Éloge de la délicatesse. Les fleurs de Weronika Anna Rosa.

On ne croise pas la délicatesse tous les jours au coin de la rue. Mais un jour, alors que j’empruntais un chemin que je connaissais par cœur, que je ne m’attardais plus sur les façades, le regard automatiquement plongé dans mon téléphone, un détail m’a interpellée. Dans la rue Nova de São  Mamede, à Lisbonne, c’était un jour sans couleur. Je revois la porte de ce que je croyais être un magasin et qui s’est révélé être un salon de coiffure, ouvrant sur une pièce aux murs couverts d’un bois profond et habillés de panneaux verticaux de fleurs, jaunes, vertes, pourpre, surlignées de dorés, des fleurs dont on jurerait qu’elles dansaient sur la toile.
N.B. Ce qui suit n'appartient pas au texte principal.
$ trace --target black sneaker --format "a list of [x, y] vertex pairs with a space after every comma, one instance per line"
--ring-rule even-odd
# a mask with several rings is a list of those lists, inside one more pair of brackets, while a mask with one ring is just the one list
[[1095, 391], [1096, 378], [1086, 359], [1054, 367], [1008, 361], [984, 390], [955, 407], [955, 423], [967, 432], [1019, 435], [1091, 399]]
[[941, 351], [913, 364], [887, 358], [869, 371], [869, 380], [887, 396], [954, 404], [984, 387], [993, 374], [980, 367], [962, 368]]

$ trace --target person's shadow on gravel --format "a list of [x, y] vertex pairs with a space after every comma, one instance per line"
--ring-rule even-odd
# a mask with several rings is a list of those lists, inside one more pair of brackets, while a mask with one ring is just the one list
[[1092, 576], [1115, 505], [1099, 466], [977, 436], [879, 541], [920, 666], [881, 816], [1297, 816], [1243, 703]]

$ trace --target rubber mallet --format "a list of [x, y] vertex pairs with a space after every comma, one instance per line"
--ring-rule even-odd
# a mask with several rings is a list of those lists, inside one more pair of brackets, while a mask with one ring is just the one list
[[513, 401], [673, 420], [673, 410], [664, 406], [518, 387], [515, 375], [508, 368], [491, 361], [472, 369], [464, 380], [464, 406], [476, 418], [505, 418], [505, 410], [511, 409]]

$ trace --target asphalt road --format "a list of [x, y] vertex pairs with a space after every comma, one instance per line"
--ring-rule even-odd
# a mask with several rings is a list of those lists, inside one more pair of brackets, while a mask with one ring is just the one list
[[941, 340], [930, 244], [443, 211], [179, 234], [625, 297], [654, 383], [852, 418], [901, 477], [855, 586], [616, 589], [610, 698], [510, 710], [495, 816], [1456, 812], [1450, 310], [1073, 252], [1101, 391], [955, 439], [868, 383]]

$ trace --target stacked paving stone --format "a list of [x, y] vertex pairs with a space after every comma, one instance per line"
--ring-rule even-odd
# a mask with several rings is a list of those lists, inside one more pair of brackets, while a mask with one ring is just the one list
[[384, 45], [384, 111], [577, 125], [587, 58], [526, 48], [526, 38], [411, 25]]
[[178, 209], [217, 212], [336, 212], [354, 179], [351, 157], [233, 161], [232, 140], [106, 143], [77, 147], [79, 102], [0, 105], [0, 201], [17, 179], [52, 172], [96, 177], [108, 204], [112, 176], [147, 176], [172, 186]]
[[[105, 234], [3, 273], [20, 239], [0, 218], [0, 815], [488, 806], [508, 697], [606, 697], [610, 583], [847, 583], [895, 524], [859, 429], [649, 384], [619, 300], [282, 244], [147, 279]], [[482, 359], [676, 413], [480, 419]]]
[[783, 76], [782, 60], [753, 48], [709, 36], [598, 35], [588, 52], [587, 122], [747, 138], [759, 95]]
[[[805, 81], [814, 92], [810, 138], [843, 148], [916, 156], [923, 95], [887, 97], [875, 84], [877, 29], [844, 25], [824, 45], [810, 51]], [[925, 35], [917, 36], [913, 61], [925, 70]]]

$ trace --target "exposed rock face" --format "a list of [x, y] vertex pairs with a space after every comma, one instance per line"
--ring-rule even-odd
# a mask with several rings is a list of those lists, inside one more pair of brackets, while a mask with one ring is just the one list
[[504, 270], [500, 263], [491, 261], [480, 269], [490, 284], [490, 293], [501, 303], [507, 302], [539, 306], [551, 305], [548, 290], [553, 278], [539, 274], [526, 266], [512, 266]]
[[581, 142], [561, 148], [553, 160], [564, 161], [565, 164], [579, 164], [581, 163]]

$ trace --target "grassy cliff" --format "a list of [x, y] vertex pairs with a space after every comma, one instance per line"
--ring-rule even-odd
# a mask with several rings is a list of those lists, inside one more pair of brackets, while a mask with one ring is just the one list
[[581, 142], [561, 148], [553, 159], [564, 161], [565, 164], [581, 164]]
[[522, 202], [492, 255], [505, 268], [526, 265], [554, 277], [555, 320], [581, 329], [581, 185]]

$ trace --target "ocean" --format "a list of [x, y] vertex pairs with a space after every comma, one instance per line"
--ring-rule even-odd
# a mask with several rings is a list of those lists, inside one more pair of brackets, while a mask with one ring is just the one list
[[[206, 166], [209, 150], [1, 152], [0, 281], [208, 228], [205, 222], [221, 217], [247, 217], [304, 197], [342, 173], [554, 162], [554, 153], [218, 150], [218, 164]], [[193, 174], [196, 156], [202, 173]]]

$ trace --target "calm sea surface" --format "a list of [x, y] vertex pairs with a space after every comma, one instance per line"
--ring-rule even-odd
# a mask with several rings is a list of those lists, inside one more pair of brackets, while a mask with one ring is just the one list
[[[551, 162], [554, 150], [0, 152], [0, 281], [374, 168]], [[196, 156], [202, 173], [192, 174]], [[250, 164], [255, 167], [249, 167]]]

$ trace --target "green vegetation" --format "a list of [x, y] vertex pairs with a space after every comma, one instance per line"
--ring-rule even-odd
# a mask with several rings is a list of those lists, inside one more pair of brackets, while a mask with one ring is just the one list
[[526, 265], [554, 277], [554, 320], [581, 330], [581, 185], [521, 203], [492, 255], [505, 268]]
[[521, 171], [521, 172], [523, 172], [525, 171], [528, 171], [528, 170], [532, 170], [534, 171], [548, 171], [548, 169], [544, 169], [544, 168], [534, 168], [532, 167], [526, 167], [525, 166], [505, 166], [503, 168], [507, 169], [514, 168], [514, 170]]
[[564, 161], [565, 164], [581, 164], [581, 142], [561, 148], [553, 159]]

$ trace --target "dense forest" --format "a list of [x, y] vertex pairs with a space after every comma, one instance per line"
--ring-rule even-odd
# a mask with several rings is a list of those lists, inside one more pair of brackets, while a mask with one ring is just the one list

Je me suis approchée et j’ai voulu savoir qui était derrière ces panneaux, qui avait esquissé leurs contours avec tant de grâce. 

Quelques jours plus tard, je rencontrais l’artiste. Elle s’appelle Weronika Anna Rosa, est polonaise d’origine, établie à Lisbonne et parle un français d’une fluidité impressionnante, hérité de quelques années passées en France. Elle me raconte:

“Mon grand-père m’enseignait le nom de toutes les plantes en latin. Ensemble, on cueillait les plantes, on les séchait, on réalisait des herbiers”.

De cette enfance bercée entre les arts et la botanique, elle a gardé le goût des plantes, des fleurs, dont elle observe en détail la nervure et les courbes avant de composer ses toiles. Chacune de ses œuvres consacre une seule espèce car sous ses pinceaux, la plante, la fleur devient portrait. 

Son processus de création révèle la plus grande minutie - de celles qui étonnent dans un monde où l’immédiateté est devenue standard. Weronika Anna Rosa réalise d’abord une composition au crayon, fruit de mille croquis et études de couleurs approfondies, avant de la matérialiser sur la toile. Elle dit de sa voix délicate, aimer “vivre pleinement ce qu’elle dessine, voir comment son sujet se comporte avec la lumière d’un jour à l’autre, du bourgeon à la plante ou à la fleur fanée.” Et lorsqu’elle a longuement observé son sujet jusqu’à capter l’essence de la plante, ou selon ses mots, “rencontré” la fleur, elle s’attelle au dessin, puis à la peinture et la dorure des contours avec une plume japonaise, inspirée de son apprentissage de la peinture sur soie. Surligner les formes, faire émerger les contours par la lumière et réaliser des toiles dont l’objectif, dit-elle, “n’est pas de choquer, de bouleverser mais de chercher la beauté dans les courbes, les couleurs, des fleurs, comme l’art européen de la fin du XIXe siècle”. Alors influencé par les gravures du Japon, la céramique de Chine, l’Art ne recherchait que le Beau. Pas un parti-pris politique ou une volonté de saisir les consciences. 

Peut-être que l’on ne rencontre pas la délicatesse à tous les coins de rue. Ou peut-être faut-il s’appeler Weronika Anna Rosa, la saisir au vol et la distiller sur toile de papier kraft pour que d’autres puissent la croiser un jour.